As suggested before the election, turnout proved to be key to the result. Overall turnout increased from 66% to 68% compared to the 2015 General Election, driven by an estimated surge in turnout amongst one particular group of voters – young people. Initial estimates suggest a 58% turnout amongst voters aged 18 to 24, compared to a 44% turnout amongst this group two years ago.

With around 65% of this age group voting Labour, the youth vote surge was enough to gain Jeremy Corbyn’s Party an extra 30 seats, mainly from Conservatives, denying Theresa May an overall majority.

The Prime Minister is now expected to form a new Government with the support of Northern Ireland’s Democratic Unionist Party (DUP), with a Queen’s Speech due on Wednesday setting out its legislative priorities. With DUP support – bearing in mind that Sinn Fein MPs do not take up their seats in the Commons, and the Speaker does not normally vote – Mrs May will have an effective majority of 12 to push her legislation through.

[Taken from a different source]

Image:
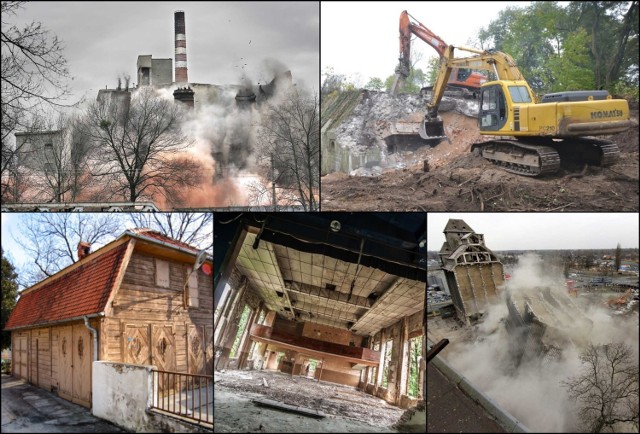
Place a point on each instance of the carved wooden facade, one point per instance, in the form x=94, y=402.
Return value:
x=139, y=293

This slim majority suggests a period of calm for housing and planning. Any radical new measures to loosen the planning system to boost housebuilding could be defeated by the opposition of a few backbench Conservatives – and there are plenty of them who are committed to opposing any weakening of planning restrictions. The ‘English Votes for English Laws’ system, in place since 2015, only increases their influence, as it requires all legalisation affecting just England – including planning – to be approved by a majority of English MPs as well as by the whole House of Commons.

With controversial measures likely to be off the table, new housing policies will have to command wide-ranging support in order to pass into law. Writing in the Daily Telegraph last week, Conservative grandee William Hague said that increased funding for new homes could receive cross-party support, suggesting that:

‘‘all parties agree housing is a national priority. Ministers could convene a cross-party working group, including the new Mayors of big cities, to agree a plan to accelerate new home building across the country by changing regulation, taxes and spending in an agreed way.’’

Housing and planning policy may be moving into a new phase, with popular policies – like increased funding for affordable housing – going through (austerity is on the way out apparently), while more controversial measures – like efforts to increase housing land supply in rural areas – gather dust in a Whitehall drawer.

Until the next General Election, that is – and given the parlous nature of Mrs May’s majority, we could be holding another one sooner rather than later.